Question

A rectangular coil of length $0.12m$ and width $0.1m$ having 50 turns of wire is suspended vertically in a uniform magnetic field of strength $0.2\text{ Weber/}{{\text{m}}^{2}}$. The coil carries a current of $2A$. If the plane of the coil is inclined at an angle of ${{30}^{0}}$ with the direction of the field, the torque required to keep the coil in stable equilibrium will be
(A). $0.12Nm$
(B). $0.15Nm$
(C). $0.20Nm$
(D). $0.24Nm$

Answer 1

Hint: This problem can be solved making use of the fact that when a current carrying coil is placed in a magnetic field, it experiences a torque by the magnetic field. This torque tries to rotate the coil such that the magnetic field becomes perpendicular to the plane of the coil. By using this concept, we can find out the torque exerted by the magnetic field on the coil and hence, the magnitude of the torque that is required to keep it in static equilibrium.

Formula used:
The magnitude of the torque $\left( \tau \right)$ experienced by a coil of $N$ turns when it is carrying a current $I$ and has a cross sectional area $A$ and it is kept in a magnetic field $B$ is given by
$\tau =NAIB\sin \theta $
Here$\theta $ is the angle made by the perpendicular to the plane with the magnetic field direction.
This torque has a direction such that it tries to make the plane of the coil perpendicular to the magnetic field.

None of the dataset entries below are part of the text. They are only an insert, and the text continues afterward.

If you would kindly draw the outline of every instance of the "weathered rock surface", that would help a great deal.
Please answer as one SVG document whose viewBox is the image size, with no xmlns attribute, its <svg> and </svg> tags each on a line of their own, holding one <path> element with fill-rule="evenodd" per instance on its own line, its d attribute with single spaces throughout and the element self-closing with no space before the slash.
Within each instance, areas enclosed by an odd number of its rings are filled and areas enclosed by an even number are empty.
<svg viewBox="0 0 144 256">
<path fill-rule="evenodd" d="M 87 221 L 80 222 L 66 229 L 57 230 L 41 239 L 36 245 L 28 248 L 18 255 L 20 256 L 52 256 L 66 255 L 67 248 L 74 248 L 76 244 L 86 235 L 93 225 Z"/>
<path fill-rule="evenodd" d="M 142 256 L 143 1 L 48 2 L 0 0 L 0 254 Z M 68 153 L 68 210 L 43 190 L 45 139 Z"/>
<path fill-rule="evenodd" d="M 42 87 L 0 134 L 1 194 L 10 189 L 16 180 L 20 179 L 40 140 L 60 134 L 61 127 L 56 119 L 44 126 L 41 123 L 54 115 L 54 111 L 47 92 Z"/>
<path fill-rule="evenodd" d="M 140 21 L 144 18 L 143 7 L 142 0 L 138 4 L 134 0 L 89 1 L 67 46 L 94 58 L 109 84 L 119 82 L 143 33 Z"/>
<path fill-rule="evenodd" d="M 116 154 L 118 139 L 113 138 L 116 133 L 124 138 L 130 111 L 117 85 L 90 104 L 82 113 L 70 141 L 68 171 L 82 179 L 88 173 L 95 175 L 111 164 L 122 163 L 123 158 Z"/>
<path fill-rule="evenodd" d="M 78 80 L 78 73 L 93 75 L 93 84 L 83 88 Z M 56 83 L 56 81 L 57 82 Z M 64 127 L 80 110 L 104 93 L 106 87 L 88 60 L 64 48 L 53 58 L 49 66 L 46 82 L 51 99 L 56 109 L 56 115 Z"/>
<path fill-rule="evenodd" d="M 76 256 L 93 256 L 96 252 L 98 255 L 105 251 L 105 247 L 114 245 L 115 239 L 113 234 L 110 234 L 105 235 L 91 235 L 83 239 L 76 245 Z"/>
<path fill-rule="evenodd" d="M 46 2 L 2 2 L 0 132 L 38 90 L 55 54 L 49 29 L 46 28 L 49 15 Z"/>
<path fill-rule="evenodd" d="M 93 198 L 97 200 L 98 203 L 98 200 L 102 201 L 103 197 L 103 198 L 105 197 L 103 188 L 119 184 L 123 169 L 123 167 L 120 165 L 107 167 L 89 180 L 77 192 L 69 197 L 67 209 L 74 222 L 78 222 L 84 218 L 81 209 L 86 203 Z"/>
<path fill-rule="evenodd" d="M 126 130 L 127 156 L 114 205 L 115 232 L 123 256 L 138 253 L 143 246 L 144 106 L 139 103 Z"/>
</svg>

Complete step by step answer:
Whenever a current carrying coil is placed in a magnetic field, it experiences a torque that tries to make the plane of the coil perpendicular to the direction of the magnetic field.The same magnitude of opposing torque will have to be applied to keep the coil in stable equilibrium.
The magnitude of torque $\left( \tau \right)$ experienced by a coil of $N$ turns carrying a current $I$ and having cross sectional area $A$ when kept in a magnetic field $B$ is given by
$\tau =NAIB\sin \theta $ --(1)
Where $\theta $ is the angle made by the perpendicular to the plane with the direction of the magnetic field.
This torque has a direction such that it tries to make the plane of the coil perpendicular to the magnetic field.

Let us now analyze the question.
Number of turns of the coil $N=50$.
Length of the coil $=0.12m$
Breadth of the coil $=0.1m$
Therefore, cross sectional area of the rectangular coil $A=\text{length}\times \text{width = }0.12\times 0.1=0.012{{m}^{2}}$
Current in the coil $I=2A$
Strength of magnetic field $B=0.2Wb/{{m}^{2}}$
Since the plane of the coil is inclined at an angle of ${{30}^{0}}$ with the field, the perpendicular to the plane will be inclined at ${{90}^{0}}-{{30}^{0}}={{60}^{0}}$ with the field.
Hence, $\theta ={{60}^{0}}$.
Using (1), the torque $\left( \tau \right)$ experienced by the coil will be
$\tau =50\times 0.012\times 2\times 0.2\times \sin {{60}^{0}}=0.12\times 2\times \dfrac{\sqrt{3}}{2}\approx 0.20Nm$ $\left( \sin {{60}^{0}}=\dfrac{\sqrt{3}}{2} \right)$
Therefore, the magnitude of torque exerted by the magnetic field on the coil (and the magnitude of the torque required to keep it in equilibrium) is $0.20Nm$ . Hence, the correct answer is C) $0.20Nm$.

Note: Students must take care while determining the value of $\theta $. It is the angle made by the perpendicular to the plane and the magnetic field. In many questions like this, the angle is explicitly not given and the angle between the plane and the magnetic field is instead given. In such situations, one must proceed to find the angle as done above. The wrong value of $\theta $ will lead to a completely wrong answer and a huge waste of time especially in competitive exams.